Suspect 95 : du nouveau dans la mort suspecte de la femme de l’artiste

Depuis le décès tragique de la femme de l’artiste ivoirien Suspect 95, le sujet occupe les discussions des fans de la star qui est par ailleurs le président du Syndicat des hommes.

Ce décès suspect est survenu le samedi dernier après un malaise au domicile de l’artiste alors que ce dernier était en prestation à Abidjan.

Selon les dernières révélations, au domicile de l’artiste, il a été découvert un pot de yaourt ouvert accompagné d’un poison à souris au chevet du lit. La police s’est saisie de l’affaire pour faire la lumière sur ce qui défraie désormais la chronique sur les réseaux sociaux.

Alors que cette vague de spéculations va bon train avec la mort tragique de Astrid, la compagne de Suspect 95, la police n’a pour l’heure inculpé personne.

C’est l’un des proches du rappeur, joint par un confrère ivoirien qui a livré quelques jours après des confidences.

Selon ce dernier, le “samedi 12 décembre à 15heures, Suspect 95 était à Yopougon au centre commercial Cosmos pour une prestation.
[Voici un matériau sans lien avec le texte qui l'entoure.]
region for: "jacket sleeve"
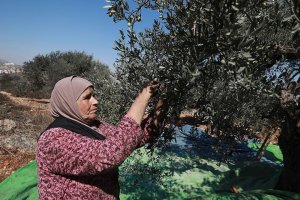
[37,116,143,176]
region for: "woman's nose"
[92,97,98,105]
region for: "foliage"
[104,0,300,145]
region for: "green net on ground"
[0,147,300,200]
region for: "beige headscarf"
[50,76,93,125]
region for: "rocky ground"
[0,91,52,182]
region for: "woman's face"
[77,87,98,122]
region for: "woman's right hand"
[139,81,160,100]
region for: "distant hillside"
[0,62,23,74]
[0,58,8,65]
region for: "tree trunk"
[275,116,300,192]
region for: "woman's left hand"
[140,81,160,99]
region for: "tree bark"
[275,116,300,192]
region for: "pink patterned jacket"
[36,116,154,200]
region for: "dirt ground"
[0,91,52,182]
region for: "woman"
[37,76,165,200]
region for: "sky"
[0,0,157,69]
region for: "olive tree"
[108,0,300,191]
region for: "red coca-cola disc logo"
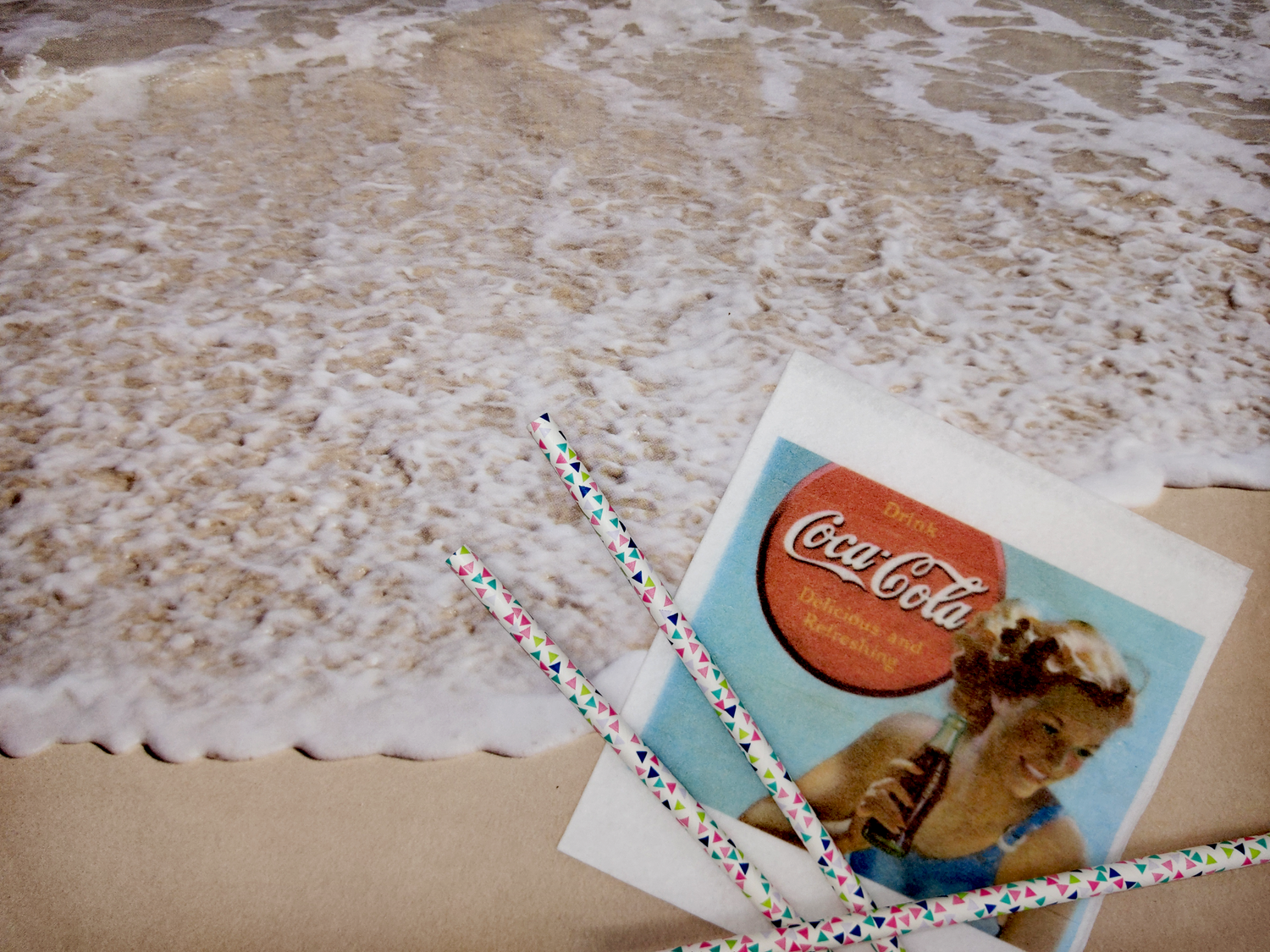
[759,464,1006,697]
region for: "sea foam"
[0,0,1270,761]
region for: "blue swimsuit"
[851,800,1063,899]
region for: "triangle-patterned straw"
[673,833,1270,952]
[446,546,807,927]
[530,414,903,952]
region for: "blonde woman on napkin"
[741,602,1135,949]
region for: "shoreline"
[0,489,1270,952]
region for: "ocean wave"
[0,0,1270,759]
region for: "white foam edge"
[558,352,1251,949]
[0,652,645,763]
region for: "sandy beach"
[0,490,1270,952]
[0,0,1270,952]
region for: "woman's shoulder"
[838,713,940,762]
[997,801,1085,883]
[864,711,940,746]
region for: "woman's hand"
[853,757,921,833]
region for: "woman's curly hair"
[950,599,1137,734]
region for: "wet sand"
[0,489,1270,952]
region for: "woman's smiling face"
[980,685,1128,800]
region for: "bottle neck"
[926,715,968,756]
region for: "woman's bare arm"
[741,713,939,850]
[997,817,1085,952]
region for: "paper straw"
[530,414,899,949]
[673,833,1270,952]
[446,546,803,926]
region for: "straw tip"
[446,546,472,565]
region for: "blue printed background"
[640,441,1203,862]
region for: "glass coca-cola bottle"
[861,715,967,857]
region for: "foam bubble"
[0,0,1270,759]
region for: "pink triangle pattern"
[530,414,899,949]
[446,546,802,927]
[673,833,1270,952]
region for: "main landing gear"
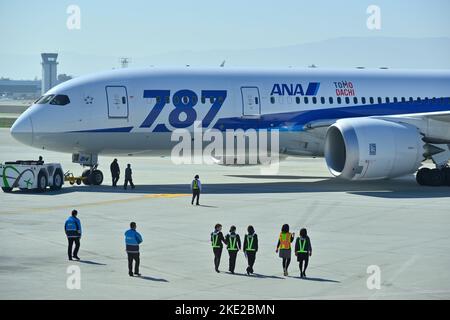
[72,153,103,186]
[416,144,450,187]
[416,167,450,187]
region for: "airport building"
[0,78,41,99]
[41,53,58,94]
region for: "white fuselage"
[11,67,450,171]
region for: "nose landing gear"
[81,166,103,186]
[72,153,103,186]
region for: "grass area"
[0,118,16,128]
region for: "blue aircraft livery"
[270,82,320,96]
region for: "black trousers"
[246,251,256,273]
[123,178,134,189]
[213,248,222,270]
[112,176,119,187]
[67,237,80,259]
[191,189,200,204]
[127,252,141,273]
[297,253,309,273]
[228,250,238,272]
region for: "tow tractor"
[0,160,64,192]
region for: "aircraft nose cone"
[10,115,33,146]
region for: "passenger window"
[50,94,70,106]
[36,94,55,104]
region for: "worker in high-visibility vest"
[243,226,258,275]
[211,223,227,273]
[276,224,295,276]
[191,174,202,206]
[295,228,312,278]
[225,226,241,274]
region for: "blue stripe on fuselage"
[214,98,450,131]
[69,127,133,133]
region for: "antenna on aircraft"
[119,57,131,68]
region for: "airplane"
[10,67,450,186]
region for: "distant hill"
[0,37,450,79]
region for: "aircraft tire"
[89,170,103,186]
[81,169,91,186]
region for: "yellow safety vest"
[280,232,291,249]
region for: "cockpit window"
[35,94,70,106]
[50,94,70,106]
[35,94,55,104]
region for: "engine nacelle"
[325,118,425,180]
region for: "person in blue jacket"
[125,222,142,277]
[64,210,81,260]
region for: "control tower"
[41,53,58,94]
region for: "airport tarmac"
[0,129,450,299]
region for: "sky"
[0,0,450,78]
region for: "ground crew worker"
[191,174,202,206]
[123,164,134,190]
[276,224,295,276]
[125,222,142,277]
[295,228,312,278]
[109,159,120,187]
[225,226,241,274]
[211,223,226,273]
[244,226,258,275]
[64,210,81,260]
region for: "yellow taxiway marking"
[0,193,190,213]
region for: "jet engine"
[324,118,425,180]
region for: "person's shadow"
[227,272,284,280]
[291,276,341,283]
[78,260,106,266]
[135,276,169,282]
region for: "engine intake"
[324,118,425,180]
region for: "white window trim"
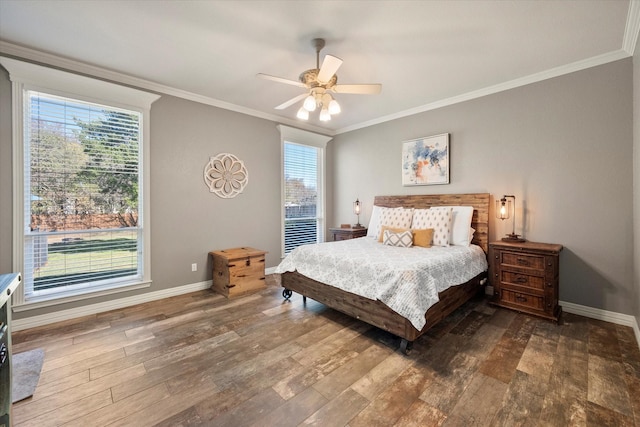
[0,57,160,310]
[276,125,333,258]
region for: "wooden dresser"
[329,227,367,240]
[489,241,562,322]
[209,247,267,298]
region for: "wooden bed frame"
[281,193,490,353]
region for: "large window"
[2,58,157,307]
[23,90,143,298]
[279,125,330,255]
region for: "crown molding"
[335,49,631,135]
[0,38,640,136]
[622,0,640,56]
[0,40,334,136]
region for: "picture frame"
[402,133,449,187]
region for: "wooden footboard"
[281,193,491,351]
[281,272,486,344]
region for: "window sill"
[11,280,151,313]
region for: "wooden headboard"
[373,193,490,254]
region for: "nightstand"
[489,242,562,322]
[329,227,367,240]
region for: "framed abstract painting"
[402,133,449,186]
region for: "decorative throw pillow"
[383,230,413,248]
[411,228,433,248]
[377,208,413,239]
[411,206,452,246]
[378,225,410,243]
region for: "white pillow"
[377,208,413,240]
[411,206,452,246]
[367,205,382,238]
[449,206,473,246]
[382,230,413,248]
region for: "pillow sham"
[411,206,452,246]
[367,205,409,239]
[367,205,388,238]
[449,206,473,246]
[383,230,413,248]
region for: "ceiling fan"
[258,39,382,121]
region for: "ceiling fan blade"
[331,83,382,95]
[318,55,342,83]
[256,73,306,87]
[276,93,309,110]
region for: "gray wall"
[633,36,640,326]
[331,58,637,314]
[0,68,281,319]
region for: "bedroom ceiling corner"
[0,0,640,135]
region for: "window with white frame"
[279,125,331,255]
[2,58,157,306]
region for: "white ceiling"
[0,0,640,135]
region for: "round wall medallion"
[204,153,249,199]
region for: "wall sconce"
[353,199,364,228]
[496,195,526,243]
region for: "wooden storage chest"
[489,242,562,322]
[209,248,267,298]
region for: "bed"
[276,193,490,354]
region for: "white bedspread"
[276,237,488,330]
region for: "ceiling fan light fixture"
[296,107,309,120]
[329,99,342,115]
[302,94,316,111]
[320,107,331,122]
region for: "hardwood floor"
[13,278,640,427]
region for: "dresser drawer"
[501,270,544,290]
[500,289,544,311]
[500,251,544,270]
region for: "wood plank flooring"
[13,277,640,427]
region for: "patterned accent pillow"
[383,230,413,248]
[411,206,452,246]
[411,228,433,248]
[376,208,413,239]
[378,225,409,243]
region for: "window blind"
[23,91,143,299]
[284,142,321,255]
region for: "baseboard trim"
[560,301,640,348]
[11,280,212,332]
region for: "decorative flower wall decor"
[204,153,249,199]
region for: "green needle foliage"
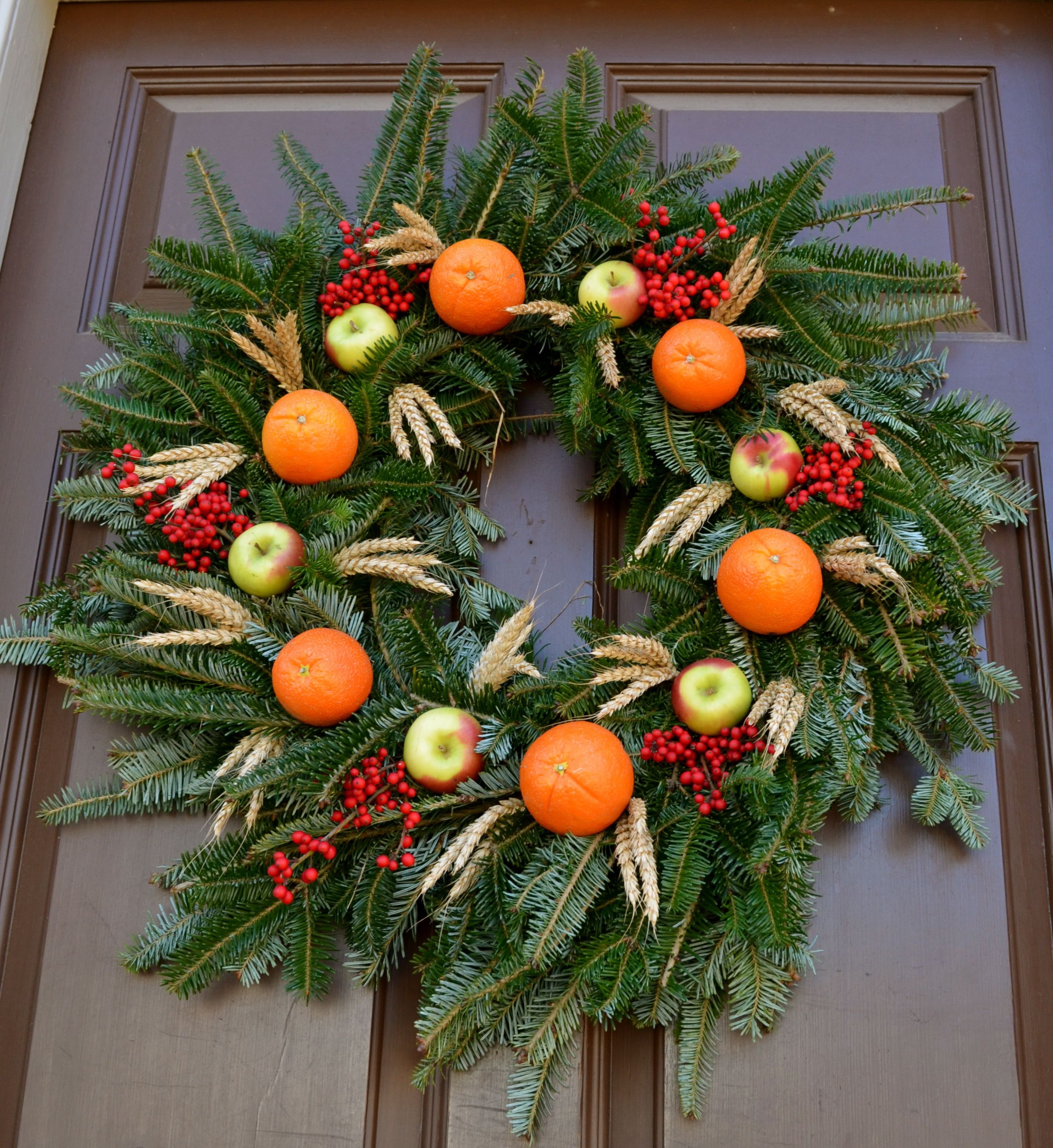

Il devait aussi dans la même commune, entamer le tournage d’un clip pour son nouveau single. En attendant donc de satisfaire cet agenda bien chargé, il a reçu un coup de fil de sa mère, lui demandant de rentrer chez lui urgemment. Ce qu’il fit aussitôt… ! Une fois sur les lieux, l’urgence s’agissait de sa femme Astrid en pleine souffrance.”

Le proche du rappeur poursuit en affirmant qu’une fois sur les lieux, Suspect 95 “a alors alerté le SAMU qui a rappliqué, mais, malheureusement, en vain. Sa femme a rendu l’âme au cours de son transfert vers un centre de prise en charge”.

“Quand on est revenu à la maison avec Suspect 95 après le décès, on a découvert un pot de yaourt ouvert accompagné d’un poison à souris au chevet du lit. Le décor pas très rassurant pour Suspect 95, il a de cette façon informé la police pour des investigations “, a poursuivi ce proche qui a préféré garder l’anonymat.

Dans cette histoire suspecte, l’enquête ouverte est toujours en cours pour mettre en lumière les zones d’ombres de l’affaire.